В случае с Беларусью культурный разрыв между мигрантами и принимающим обществом очень силен. Это — третий фактор трансформации этнической самоидентификации. Каждый раз по прибытии нового афганца в Беларусь принимающая община в обязательном порядке проводит с ним своеобразный «инструктаж».

По свидетельству одного из представителей афганского сообщества в Беларуси (мужчина-афганец, 48 лет): «Надо сразу объяснить все. Иногда бывает я сам объясняю, когда афганцы ко мне приезжают. Во-первых, элементарные вещи: правила дорожного движения. В Афганистане многое не соблюдается. Есть пешеходный переход, нет перехода — не важно. А в Беларуси есть опасность получить штраф за переход в неположенном месте. Если в день несколько раз по одной минималке заплатишь, посчитай.
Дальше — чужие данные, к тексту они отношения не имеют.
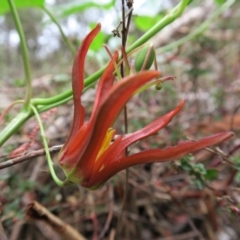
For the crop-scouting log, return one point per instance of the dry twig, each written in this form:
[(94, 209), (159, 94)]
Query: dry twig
[(38, 212)]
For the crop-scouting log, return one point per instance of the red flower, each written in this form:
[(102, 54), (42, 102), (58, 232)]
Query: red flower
[(89, 157)]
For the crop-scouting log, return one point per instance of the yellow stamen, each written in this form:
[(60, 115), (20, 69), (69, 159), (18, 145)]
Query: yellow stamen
[(106, 142)]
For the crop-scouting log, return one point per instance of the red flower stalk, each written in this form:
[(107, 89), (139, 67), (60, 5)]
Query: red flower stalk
[(90, 156)]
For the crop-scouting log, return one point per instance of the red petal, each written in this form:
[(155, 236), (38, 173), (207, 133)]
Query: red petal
[(149, 130), (77, 84), (157, 155), (108, 110), (105, 83)]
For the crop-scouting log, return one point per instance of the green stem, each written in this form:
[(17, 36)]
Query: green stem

Иногда надо объяснить элементарные вещи» [10].

Одна из сотрудниц белорусской организации, работающей с афганскими мигрантами (женщина, около 50 лет), охарактеризовала афганцев так: «Главное, что я поняла за много лет общения с ними, — это совсем другие люди с другой культурой» [10].

По мнению российского культурного антрополога С. В. Лурье, при взаимодействии с внешней враждебной средой реальность уже не укладывается в принятую этнической группой картину мира. Традиционное сознание этноса лишается необходимых адаптивных свойств и начинает распадаться. Точнее было бы сказать, начинает распадаться совокупность картин мира внутриэтнических групп, на основе которых происходит функциональное взаимодействие между ними. Этнос сохраняет лишь заложенные в его бессознательном этнические константы, однако их новый трансфер затруднен. В рамках данной этнической культуры в этот период отсутствует рационализированный, адаптированный образ мира. Однако необходимые для формирования устойчивой картины мира трансферы затруднены, поскольку степень конфликтности этноса с окружающим миром такова, что на реальность, кажется, невозможно наложить проекцию «центральной зоны» культуры этноса (систему этнических констант) и тем самым адаптировать и сбалансировать ее, установить привычную диспозицию и соотношение сил между «источником добра» и «источником зла». Для того чтобы сохранить свою идентичность, этнос должен найти приемлемый вариант трансфера, а для этого он должен кристаллизовать вокруг своих этнических констант совершенно новую картину мира, не имеющую аналогов в его прошлом и связанную с прошлым не посредством нитей обычной традиционной преемственности, а только лишь вследствие неизменности самой «центральной зоны» его этнической культуры. Это означает существенную переорганизацию всей жизни этноса. Будучи не в силах изменить мир так, чтобы иметь возможность спроецировать на него свою «центральную зону», этнос меняет себя (свою внутреннюю организацию), принципы своей организации, посредством чего и устанавливает необходимый баланс [9].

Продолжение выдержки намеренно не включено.